Now Lawrence Carter is vowing to take legal action against his council in a bid to get them to overturn their decision.
Lawrence, who runs Carter's Cheese Stall on Chorley Market, was ordered to remove the delicacy after the council decided selling them placed him in competition with rival stallholders.
But when the Lancashire Evening Telegraph took a tour of the market at the heart of the town, there wasn't a scotch pancake seller in sight.
Market bosses at Chorley Borough Council say they took their decision because the pancakes are cakes and are not covered by Lawrence's existing licence to sell cheese.
Today Lawrence stormed: "We have been selling them for 35 years and I have now got it in writing from Chorley Borough Council that I have got to take the things off.
"My customers want to buy them but I have withdrawn the product because I am not allowed to sell it."
A sign marking the passing of the pancakes has been placed outside the kiosk, complete with the letters RIP.
He added: "The council have decided in their wisdom that I can't sell them because they are classified as a cake.
"It has made me really mad, I think the council just don't want pancakes on their market.
"I haven't found anybody else selling them on the market.

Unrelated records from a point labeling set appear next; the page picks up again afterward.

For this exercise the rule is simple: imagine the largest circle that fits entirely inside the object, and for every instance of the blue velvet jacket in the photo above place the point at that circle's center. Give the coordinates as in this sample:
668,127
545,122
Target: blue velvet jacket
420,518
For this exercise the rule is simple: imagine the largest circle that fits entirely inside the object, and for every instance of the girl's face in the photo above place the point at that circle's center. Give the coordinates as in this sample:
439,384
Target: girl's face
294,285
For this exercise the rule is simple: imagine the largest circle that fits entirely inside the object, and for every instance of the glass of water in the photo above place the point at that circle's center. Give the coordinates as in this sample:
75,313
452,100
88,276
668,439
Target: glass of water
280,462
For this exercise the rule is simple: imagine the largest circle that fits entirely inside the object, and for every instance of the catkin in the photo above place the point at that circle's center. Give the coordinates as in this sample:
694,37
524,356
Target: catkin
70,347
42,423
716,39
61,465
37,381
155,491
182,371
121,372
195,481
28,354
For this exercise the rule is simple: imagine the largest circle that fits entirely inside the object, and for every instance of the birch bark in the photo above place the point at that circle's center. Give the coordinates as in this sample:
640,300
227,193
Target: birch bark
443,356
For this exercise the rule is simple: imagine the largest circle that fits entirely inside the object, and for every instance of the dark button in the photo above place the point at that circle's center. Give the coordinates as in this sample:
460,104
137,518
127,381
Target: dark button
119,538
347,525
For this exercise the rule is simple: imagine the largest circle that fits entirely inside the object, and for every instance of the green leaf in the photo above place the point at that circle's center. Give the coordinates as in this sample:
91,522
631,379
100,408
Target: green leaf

I can't see why the change has come about now, after some 35 years."
He added he was looking into legal action to win the right to sell his pancakes.
Paul Hallam, Chorley Borough Council's property manager, took the decision to ban the pancakes.
He said: "Mr Carter asked for several additional selling lines to be added to his market licence.
"The council was prepared to go along with all of them except the Scotch pancakes.
"It is a line which could be sold from the adjoining stall." Councillor Kerry Jones, Chorley Borough Council's executive member for commercial development and property, said: "Someone complained that another stall-holder was selling something they sold.
"We do have strict rules -- we do have to act. They do have to sell according to their licence."
Traders across East Lancashire have been left baffled by the unusual decisions made by bureaucrats.
In Hyndburn, an Accrington Market greetings card stall holder was left fuming by the fact traders on the Sunday market could sell what they wanted but he had to apply to a new licence if he wanted to sell a line of products on his weekday market.
A spokesman for the council said: "Rules have to be followed and weekday traders can only sell what they are licensed too."
And traders across the area have been threatened with legal action if they don't comply with new European metric rules. Several have vowed to carry on using imperial measures because it is what their customers want.